Here we have a quasi-hook. But it is so shrouded in secrecy, that we do not know what it is.

"The majlis itself has stayed in my memory because it was enlivened by a quarrel."

Information dump that takes a whole paragraph.

"It was the eunuch Martin, a palace Saracen, who brought on the quarrel."

Another information dump. Who cares about Martin? What about Thurstan, the narrator of the tale, introduced to us on the page before? And why is Unsworth taking forever to get to the point?

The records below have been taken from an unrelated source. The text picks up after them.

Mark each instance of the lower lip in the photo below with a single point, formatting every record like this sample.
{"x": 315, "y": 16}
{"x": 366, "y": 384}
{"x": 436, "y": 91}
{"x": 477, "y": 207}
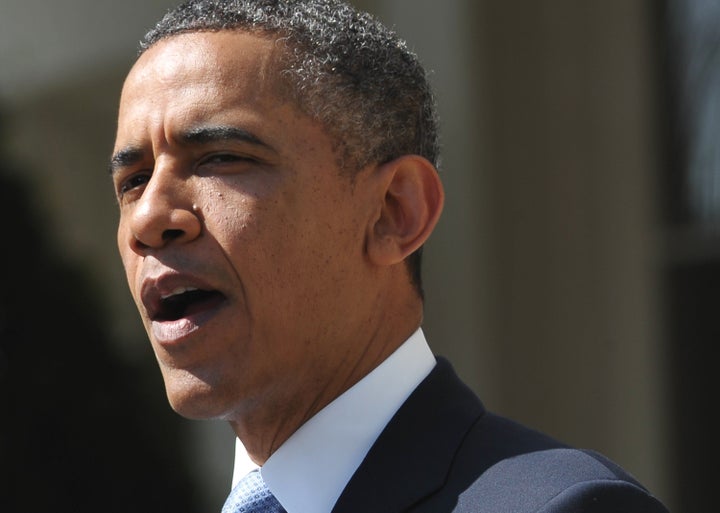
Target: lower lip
{"x": 168, "y": 333}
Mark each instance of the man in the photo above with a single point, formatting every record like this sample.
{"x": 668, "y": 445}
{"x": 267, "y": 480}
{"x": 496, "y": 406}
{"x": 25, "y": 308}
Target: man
{"x": 276, "y": 171}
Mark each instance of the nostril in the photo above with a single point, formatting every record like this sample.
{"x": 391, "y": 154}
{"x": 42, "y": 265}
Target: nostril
{"x": 172, "y": 234}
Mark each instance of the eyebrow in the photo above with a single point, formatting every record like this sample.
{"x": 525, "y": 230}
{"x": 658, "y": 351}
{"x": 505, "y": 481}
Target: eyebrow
{"x": 131, "y": 155}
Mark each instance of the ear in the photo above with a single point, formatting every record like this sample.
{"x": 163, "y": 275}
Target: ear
{"x": 411, "y": 200}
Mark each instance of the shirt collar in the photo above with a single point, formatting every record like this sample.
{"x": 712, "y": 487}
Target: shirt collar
{"x": 311, "y": 469}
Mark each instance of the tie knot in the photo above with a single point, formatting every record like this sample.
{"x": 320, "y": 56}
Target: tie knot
{"x": 251, "y": 495}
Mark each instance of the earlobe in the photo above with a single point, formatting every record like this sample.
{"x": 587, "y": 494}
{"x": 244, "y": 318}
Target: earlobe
{"x": 411, "y": 203}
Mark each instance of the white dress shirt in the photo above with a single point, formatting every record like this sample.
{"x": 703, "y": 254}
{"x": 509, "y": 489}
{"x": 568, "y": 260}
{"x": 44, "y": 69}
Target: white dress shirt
{"x": 309, "y": 471}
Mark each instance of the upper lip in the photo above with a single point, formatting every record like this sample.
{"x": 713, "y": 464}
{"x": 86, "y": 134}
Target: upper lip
{"x": 155, "y": 289}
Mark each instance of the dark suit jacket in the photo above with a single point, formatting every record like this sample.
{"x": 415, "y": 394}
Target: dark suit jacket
{"x": 443, "y": 452}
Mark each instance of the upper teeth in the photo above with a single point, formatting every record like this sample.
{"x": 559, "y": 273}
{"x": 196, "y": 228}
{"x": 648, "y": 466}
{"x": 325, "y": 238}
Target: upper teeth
{"x": 178, "y": 291}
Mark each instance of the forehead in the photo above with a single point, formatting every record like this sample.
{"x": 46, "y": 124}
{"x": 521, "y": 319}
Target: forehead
{"x": 214, "y": 64}
{"x": 202, "y": 77}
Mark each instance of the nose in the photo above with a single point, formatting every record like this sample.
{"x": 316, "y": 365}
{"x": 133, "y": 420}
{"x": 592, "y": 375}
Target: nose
{"x": 164, "y": 214}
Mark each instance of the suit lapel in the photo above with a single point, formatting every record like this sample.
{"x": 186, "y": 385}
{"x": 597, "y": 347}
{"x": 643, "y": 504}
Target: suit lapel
{"x": 411, "y": 458}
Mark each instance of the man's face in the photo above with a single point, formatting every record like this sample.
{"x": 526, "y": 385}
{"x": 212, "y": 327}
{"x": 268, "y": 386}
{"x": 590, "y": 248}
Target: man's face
{"x": 242, "y": 242}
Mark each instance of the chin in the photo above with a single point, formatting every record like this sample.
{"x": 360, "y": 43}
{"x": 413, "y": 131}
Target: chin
{"x": 194, "y": 399}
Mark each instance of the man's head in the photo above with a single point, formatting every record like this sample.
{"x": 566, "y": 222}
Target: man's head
{"x": 270, "y": 276}
{"x": 341, "y": 67}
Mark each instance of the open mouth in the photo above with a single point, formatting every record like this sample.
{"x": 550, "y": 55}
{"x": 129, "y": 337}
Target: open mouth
{"x": 187, "y": 302}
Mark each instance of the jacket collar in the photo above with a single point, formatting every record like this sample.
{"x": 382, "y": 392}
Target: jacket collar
{"x": 421, "y": 439}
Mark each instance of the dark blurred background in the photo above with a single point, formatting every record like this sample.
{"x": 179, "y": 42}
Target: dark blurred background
{"x": 573, "y": 278}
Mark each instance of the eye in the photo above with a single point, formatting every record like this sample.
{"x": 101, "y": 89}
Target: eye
{"x": 136, "y": 180}
{"x": 224, "y": 159}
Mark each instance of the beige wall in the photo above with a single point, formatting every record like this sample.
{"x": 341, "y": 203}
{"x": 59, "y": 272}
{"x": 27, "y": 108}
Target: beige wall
{"x": 542, "y": 277}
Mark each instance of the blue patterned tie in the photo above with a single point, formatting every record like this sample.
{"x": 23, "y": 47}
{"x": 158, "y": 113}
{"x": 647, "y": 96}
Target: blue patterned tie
{"x": 251, "y": 495}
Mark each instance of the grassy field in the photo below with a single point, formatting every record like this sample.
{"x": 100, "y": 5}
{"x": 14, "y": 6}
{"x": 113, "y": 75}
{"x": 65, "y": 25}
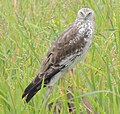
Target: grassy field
{"x": 27, "y": 30}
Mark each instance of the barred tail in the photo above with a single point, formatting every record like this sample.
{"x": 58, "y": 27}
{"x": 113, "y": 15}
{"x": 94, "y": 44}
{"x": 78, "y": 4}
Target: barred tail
{"x": 32, "y": 89}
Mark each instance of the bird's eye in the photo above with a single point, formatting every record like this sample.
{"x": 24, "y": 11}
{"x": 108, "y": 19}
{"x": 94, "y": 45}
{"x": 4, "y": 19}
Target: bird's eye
{"x": 81, "y": 13}
{"x": 89, "y": 14}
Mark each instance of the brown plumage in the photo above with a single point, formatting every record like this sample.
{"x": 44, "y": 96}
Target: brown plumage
{"x": 66, "y": 51}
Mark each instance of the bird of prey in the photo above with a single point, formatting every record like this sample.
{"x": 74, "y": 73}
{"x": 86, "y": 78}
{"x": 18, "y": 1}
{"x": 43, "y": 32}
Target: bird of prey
{"x": 66, "y": 51}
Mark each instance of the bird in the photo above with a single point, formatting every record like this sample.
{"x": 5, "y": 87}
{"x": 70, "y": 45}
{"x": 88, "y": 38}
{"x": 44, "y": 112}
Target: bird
{"x": 68, "y": 49}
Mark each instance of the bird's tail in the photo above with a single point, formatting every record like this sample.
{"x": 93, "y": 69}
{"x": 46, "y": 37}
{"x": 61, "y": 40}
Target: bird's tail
{"x": 32, "y": 88}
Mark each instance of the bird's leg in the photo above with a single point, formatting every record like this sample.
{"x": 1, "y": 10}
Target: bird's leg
{"x": 71, "y": 73}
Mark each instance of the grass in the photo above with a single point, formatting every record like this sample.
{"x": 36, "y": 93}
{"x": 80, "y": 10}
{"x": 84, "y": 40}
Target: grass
{"x": 27, "y": 30}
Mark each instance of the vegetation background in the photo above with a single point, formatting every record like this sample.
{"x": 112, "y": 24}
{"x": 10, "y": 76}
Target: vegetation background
{"x": 27, "y": 30}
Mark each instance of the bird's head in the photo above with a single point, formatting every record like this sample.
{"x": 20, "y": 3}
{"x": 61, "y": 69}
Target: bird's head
{"x": 86, "y": 14}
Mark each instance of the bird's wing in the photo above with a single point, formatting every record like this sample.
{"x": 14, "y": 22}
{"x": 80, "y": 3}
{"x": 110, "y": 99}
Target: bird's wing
{"x": 64, "y": 50}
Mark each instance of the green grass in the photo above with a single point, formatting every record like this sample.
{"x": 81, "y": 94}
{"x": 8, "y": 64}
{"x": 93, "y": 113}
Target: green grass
{"x": 27, "y": 30}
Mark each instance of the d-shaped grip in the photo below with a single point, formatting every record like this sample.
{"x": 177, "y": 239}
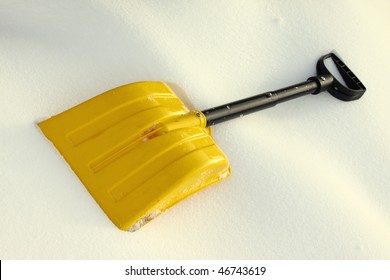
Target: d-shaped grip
{"x": 354, "y": 89}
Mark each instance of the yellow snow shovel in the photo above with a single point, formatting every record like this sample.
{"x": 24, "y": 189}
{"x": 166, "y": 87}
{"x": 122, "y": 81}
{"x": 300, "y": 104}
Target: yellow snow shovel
{"x": 138, "y": 149}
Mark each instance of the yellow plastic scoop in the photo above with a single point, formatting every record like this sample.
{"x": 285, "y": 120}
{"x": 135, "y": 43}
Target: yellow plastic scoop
{"x": 138, "y": 149}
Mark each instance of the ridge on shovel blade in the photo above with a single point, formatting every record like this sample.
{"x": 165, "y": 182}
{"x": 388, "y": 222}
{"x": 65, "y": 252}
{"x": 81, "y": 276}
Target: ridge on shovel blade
{"x": 138, "y": 150}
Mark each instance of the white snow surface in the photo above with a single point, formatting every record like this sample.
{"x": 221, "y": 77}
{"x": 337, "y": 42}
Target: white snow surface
{"x": 311, "y": 177}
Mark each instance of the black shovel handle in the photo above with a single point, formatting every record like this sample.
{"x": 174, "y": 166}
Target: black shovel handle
{"x": 314, "y": 85}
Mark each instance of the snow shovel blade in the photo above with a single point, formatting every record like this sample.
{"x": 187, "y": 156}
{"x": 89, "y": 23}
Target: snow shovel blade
{"x": 138, "y": 150}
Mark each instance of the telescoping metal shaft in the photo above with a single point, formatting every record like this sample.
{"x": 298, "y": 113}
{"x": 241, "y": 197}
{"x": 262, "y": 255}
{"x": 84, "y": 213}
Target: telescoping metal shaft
{"x": 266, "y": 100}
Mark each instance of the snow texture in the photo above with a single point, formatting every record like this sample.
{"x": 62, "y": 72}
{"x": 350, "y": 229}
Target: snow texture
{"x": 310, "y": 177}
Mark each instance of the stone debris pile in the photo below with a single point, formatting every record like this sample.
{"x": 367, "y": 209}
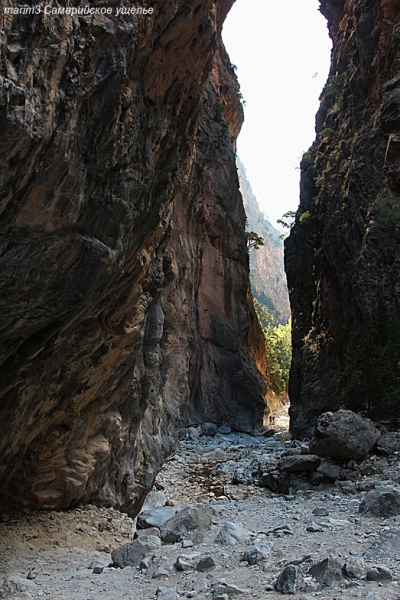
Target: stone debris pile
{"x": 213, "y": 529}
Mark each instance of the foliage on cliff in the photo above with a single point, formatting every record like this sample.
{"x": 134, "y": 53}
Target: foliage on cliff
{"x": 343, "y": 254}
{"x": 277, "y": 347}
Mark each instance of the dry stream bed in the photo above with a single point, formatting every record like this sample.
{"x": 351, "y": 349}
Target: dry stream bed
{"x": 66, "y": 555}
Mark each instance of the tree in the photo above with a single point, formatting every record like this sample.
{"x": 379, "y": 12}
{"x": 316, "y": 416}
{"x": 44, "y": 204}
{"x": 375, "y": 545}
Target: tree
{"x": 254, "y": 241}
{"x": 277, "y": 347}
{"x": 287, "y": 221}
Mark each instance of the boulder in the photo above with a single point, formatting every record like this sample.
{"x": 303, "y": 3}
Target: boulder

And so on. I think most people will understand why I nearly threw the book across the floor at this point. Five stars for beguiling characters in the shape of Thurstan and Nesrin, and for a clever plot twist at the end. One star for an amateurish beginning, making this three stars.
Ffyan
Barry Unsworth such an excellent author. Learned much of the culture while enjoying an intriguing complex story.
Nettale
This historical novel revives beautifully a largely forgotten period of History: Palermo in the 12th century when the Normans had recently invaded the island and society was still divided between the previous governing class (the Arabs) and the new one (Norman-led). A story of intrigue and passion, it delivers many moments of pleasure for the reader - unfortunately, it's a little too 19th century-like in its long, overwrought descriptions and one would wish for the action to speed up. Also, when it does speed up at the end of the novel, the intrigue becomes so complex that it (nearly) defies understanding...Hence, regretfully, the 4 star rating. Regrestfully, because this is a truly talented writer.
Tetaian
I like it very much. I read it in no time and in the process learned a little bit about a epoch I didn't have a clue about it. It is well written, with likable characters, good pace. Gives an insight of very actual topics. I highly recopmmend it.
Ustamya
Very stylized form of writing; like it had been penned in the 1920's. But that's OK as it gives a certain atmosphere to the narrative.
Sirara
My son recommended this book to me. I couldn't believe it, so went on to read it myself and found it a delightful book full of insights to the time period that I had never encountered before. I recommend it highly.
I am super hooked on this book. Barry Unsworth is fantastic. As good as all the others of his I've read.